Phoneum Turns Crypto Into Serious Mobile Payments Proposition
There was once a Dilbert strip where Dilbert and Topper—a man known for one-upsmanship at the office—compared phones. Topper revealed a phone larger than his own head, and noted that it paid off his mortgage by mining bitcoin. The idea that a phone could do that today is preposterous, but mobile mining may not be out of line thanks to a new report sent our way from Phoneum.
Dubbed “the world’s first truly mobile-only mining solution,” Phoneum is out to get the better than 2.1 billion smart devices mining cryptocurrency. Specifically, its own cryptocurrency, the eponymous Phoneum. Essentially, the coin is simple enough to mine that it can be done from a smartphone interface, and that’s a development that should open up mining opportunities to end users worldwide.
Phoneum boasts its own customized blockchain, and a complete mobile-only network of peer-to-peer (P2P) transactions. It comes with a quick response (QR) scanner built in, making it effective at transferring Phoneum from one user to another. The app to mine Phoneum is free to download, and includes its own crypto wallet.
Mining is poised to have a lower cost of entry than buying the currency outright, and there will not only be free P2P transactions, but also fractional merchant fees to get some actual stores interested in accepting Phoneum. Phoneum won’t be rare; it’s launching as an ERC20 token with a maximum supply of 20 billion coins. Of those, 2.4624 billion will be made available as a presale starting on June 21.
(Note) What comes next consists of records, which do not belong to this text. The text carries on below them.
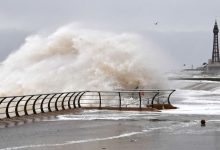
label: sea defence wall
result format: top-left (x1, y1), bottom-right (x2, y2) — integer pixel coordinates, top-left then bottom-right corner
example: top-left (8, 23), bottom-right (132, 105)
top-left (0, 90), bottom-right (176, 119)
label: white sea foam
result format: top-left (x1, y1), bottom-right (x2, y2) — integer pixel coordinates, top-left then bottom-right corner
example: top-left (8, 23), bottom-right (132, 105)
top-left (0, 25), bottom-right (168, 96)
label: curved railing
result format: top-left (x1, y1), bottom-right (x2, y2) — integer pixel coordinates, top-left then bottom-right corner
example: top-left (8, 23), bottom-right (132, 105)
top-left (0, 90), bottom-right (175, 119)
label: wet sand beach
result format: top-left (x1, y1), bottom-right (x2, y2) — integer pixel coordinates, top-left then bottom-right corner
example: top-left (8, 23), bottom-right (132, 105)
top-left (0, 110), bottom-right (220, 150)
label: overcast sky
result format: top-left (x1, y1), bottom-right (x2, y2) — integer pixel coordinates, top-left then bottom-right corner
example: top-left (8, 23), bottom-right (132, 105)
top-left (0, 0), bottom-right (220, 66)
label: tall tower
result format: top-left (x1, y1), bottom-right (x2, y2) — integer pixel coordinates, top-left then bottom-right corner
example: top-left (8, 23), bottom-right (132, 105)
top-left (212, 21), bottom-right (220, 63)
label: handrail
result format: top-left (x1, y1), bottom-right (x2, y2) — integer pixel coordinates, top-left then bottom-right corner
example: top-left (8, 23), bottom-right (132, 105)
top-left (0, 89), bottom-right (175, 119)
It’s a novel enough proposition, to offer up a coin that not only can be mined with a smartphone’s processors, but can be directly used as a mobile payments tool as well. The immediacy of a QR code will likely be useful, but this coin is going to seriously suffer from an overall lack of mainstreaming. There’s not much word on what merchants will actually accept Phoneum for goods and / or services, and that limited scope—if there are even any who will take it—will make Phoneum a limited prospect out the door.
Still, it’s an exciting idea. It’d be more exciting if it had more immediate usefulness, but Phoneum still has to get some credit for novelty. Sadly, it looks like all it will ever be is just a novelty.